Auron se laissa envahir par son désespoir. Ses larmes tombaient goutte à goutte sur le sol bien décidé à rester sec. C'était cela qu'on voulait de lui ? Qu'il montre des émotions ? Qu'il soit plus indifférent ? Qu'il aime cette fille ? Qu'il ressente le désespoir qu'elle avait ressenti ? Le désespoir d'avoir perdu un être cher ? Le désespoir de ne plus jamais entendre la voix la plus merveilleuse au monde ? Le désespoir de ne plus croiser le regard si doux, si incroyable ? Le désespoir ne plus former qu'un avec la personne ? Le désespoir de plus l'étreindre… Non ! Jamais ! Il ne pouvait pas… Était-ce lui qui l'avait abandonnée ? Était-ce lui qui l'avait laissée partir ? Était-ce de sa faute ? Était-ce parce qu'il ne comprenait pas ses sentiments ? Était-ce… sa punition de ne pas avoir osé regarder dans son cœur ? Était-ce une damnation ? Non. Il voulait l'entendre à nouveau. Entendre son rire, entendre sa douce respiration au cru de son cou. Se réveiller avec elle, manger avec elle, se disputer avec elle… était-ce trop demander ? On voulait lui faire comprendre qu'elle pouvait lui manquer ? On voulait lui faire comprendre qu'il n'était pas insensible ? Il avait compris pourtant. Il avait compris qu'il était amoureux.

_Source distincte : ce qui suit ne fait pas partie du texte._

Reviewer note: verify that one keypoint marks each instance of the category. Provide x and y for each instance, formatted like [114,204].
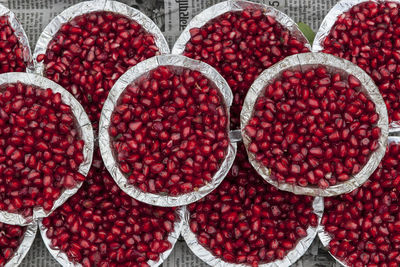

Sa belle était quelque part… Sa belle l'attendait… peut-être souriait-elle… Peut être pleurait elle… Peut-être était elle indifférente a son absence… Peut-être était elle… seulement errante. Peut-être qu'elle n'était qu'illusion… peut-être qu'elle n'était qu'un rêve. Il aurait voulu ne jamais se réveiller… Sa belle… Celle qui avait volé son cœur… Où était elle ? L'appelait-elle ? Espérait-elle de le revoir ? Et si… Rikku ne voulait plus le revoir ? Et si elle avait renoncé à lui car…. Il était si distant ? Si complexe ?

Désespoir… Ils nageaient tous deux dans le désespoir le plus total…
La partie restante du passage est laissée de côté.